In Ferguson, Missouri, the fatal shooting of unarmed black teenager Michael Brown by a white police officer caused weeks of violent protests; leaders of the black community demanded reforms to the criminal justice system in the name of equality. A Staten Island grand jury's decision not to indict a white police officer in the choking death of an unarmed black man, just weeks later, sparked ongoing protests in major cities across the country.
"We need to be outraged when local law enforcement and the justice system repeatedly allow young, unarmed black men to encounter police and then wind up dead with no consequences," Rep. William Clay, a St. Louis Democrat, told the Associated Press. "Not just in Ferguson, but over and over again across this country."
On Sunday, Winfrey praised the 1965 marchers for their courage in meeting fierce opposition on the Edmund Pettus Bridge in Selma.
"Look at what they were able to do with so little, and look at how we now have so much," Winfrey told the Associated Press. "If they could do that, imagine what now can be accomplished with the opportunity through social media and connection, the opportunity through understanding that absolutely we are more alike than we are different."

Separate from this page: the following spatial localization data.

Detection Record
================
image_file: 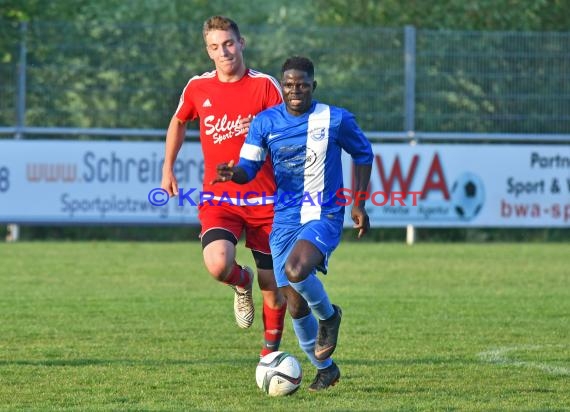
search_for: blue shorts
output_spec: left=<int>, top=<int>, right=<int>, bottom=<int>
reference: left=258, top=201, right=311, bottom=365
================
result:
left=270, top=215, right=343, bottom=288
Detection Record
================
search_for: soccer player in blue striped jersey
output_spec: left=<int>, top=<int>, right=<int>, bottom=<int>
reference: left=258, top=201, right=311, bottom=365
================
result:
left=213, top=56, right=373, bottom=391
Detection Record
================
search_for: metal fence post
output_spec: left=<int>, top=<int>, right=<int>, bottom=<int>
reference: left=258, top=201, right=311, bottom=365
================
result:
left=7, top=21, right=27, bottom=242
left=404, top=25, right=417, bottom=245
left=16, top=21, right=27, bottom=140
left=404, top=25, right=416, bottom=137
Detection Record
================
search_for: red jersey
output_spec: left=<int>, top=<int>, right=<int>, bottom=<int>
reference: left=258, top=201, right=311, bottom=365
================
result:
left=175, top=68, right=282, bottom=200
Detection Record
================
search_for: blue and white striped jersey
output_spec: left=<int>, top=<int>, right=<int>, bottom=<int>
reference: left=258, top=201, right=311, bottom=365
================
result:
left=238, top=101, right=373, bottom=227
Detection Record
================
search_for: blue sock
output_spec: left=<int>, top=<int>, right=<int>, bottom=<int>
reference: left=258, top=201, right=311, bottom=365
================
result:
left=289, top=274, right=335, bottom=321
left=292, top=313, right=333, bottom=369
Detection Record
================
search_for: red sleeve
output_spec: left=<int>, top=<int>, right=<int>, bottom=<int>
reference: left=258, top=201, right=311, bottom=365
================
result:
left=265, top=77, right=283, bottom=108
left=174, top=80, right=197, bottom=123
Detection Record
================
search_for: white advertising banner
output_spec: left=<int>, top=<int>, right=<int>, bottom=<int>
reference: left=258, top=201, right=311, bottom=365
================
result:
left=0, top=140, right=204, bottom=224
left=342, top=144, right=570, bottom=227
left=1, top=140, right=569, bottom=227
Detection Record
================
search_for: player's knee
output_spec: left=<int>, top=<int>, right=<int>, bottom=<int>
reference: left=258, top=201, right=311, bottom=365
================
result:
left=284, top=260, right=309, bottom=283
left=205, top=260, right=231, bottom=282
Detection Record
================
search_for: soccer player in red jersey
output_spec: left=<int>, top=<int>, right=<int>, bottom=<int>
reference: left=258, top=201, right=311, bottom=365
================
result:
left=161, top=16, right=286, bottom=357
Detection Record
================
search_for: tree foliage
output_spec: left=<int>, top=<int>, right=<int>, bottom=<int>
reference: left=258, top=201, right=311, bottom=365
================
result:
left=1, top=0, right=569, bottom=133
left=312, top=0, right=570, bottom=31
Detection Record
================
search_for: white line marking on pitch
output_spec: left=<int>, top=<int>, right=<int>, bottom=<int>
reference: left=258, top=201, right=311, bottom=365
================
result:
left=478, top=344, right=570, bottom=376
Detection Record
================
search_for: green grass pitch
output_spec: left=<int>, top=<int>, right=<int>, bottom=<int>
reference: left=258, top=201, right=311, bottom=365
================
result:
left=0, top=242, right=568, bottom=411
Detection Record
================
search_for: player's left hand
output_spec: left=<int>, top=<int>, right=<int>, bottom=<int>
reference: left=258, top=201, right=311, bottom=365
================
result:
left=351, top=206, right=370, bottom=239
left=211, top=160, right=235, bottom=185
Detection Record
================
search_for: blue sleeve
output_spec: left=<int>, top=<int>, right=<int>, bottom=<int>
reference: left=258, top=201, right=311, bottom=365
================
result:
left=337, top=110, right=373, bottom=165
left=237, top=116, right=268, bottom=181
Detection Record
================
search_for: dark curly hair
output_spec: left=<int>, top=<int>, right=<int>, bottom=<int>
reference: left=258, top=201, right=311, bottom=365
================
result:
left=281, top=56, right=314, bottom=78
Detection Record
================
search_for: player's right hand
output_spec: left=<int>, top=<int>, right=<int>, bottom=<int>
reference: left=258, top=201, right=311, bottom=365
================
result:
left=161, top=170, right=179, bottom=197
left=211, top=160, right=235, bottom=185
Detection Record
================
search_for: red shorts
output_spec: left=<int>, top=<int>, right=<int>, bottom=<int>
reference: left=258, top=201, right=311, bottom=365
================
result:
left=198, top=202, right=274, bottom=254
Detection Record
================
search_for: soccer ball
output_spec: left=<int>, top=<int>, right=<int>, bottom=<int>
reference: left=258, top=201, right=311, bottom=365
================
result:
left=450, top=172, right=485, bottom=220
left=255, top=351, right=302, bottom=396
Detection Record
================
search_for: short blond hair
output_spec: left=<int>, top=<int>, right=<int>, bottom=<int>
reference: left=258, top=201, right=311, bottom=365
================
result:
left=202, top=16, right=241, bottom=43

The Illinois Daily Herald reported that "During Sunday's march in Selma, Common and John Legend performed their Oscar-nominated song 'Glory' from the film as marchers crested the top of the bridge as the sun set. Common had a part in the movie and said that song sought to show the link between the struggle of the past and today's injustices."
"We are the ones that can change the world," Common said afterward. "It is up to us, and it takes all us — black, white, Latino, Asian, Native American, whatever nationality or religious background. There is a certain togetherness that we've got to have."
Editor's Note: Feb. 25, 2015
An earlier version of this article failed to cite a passage from the Daily Herald in accordance with Mic editorial standards. The article has been updated to properly attribute the language to the Daily Herald.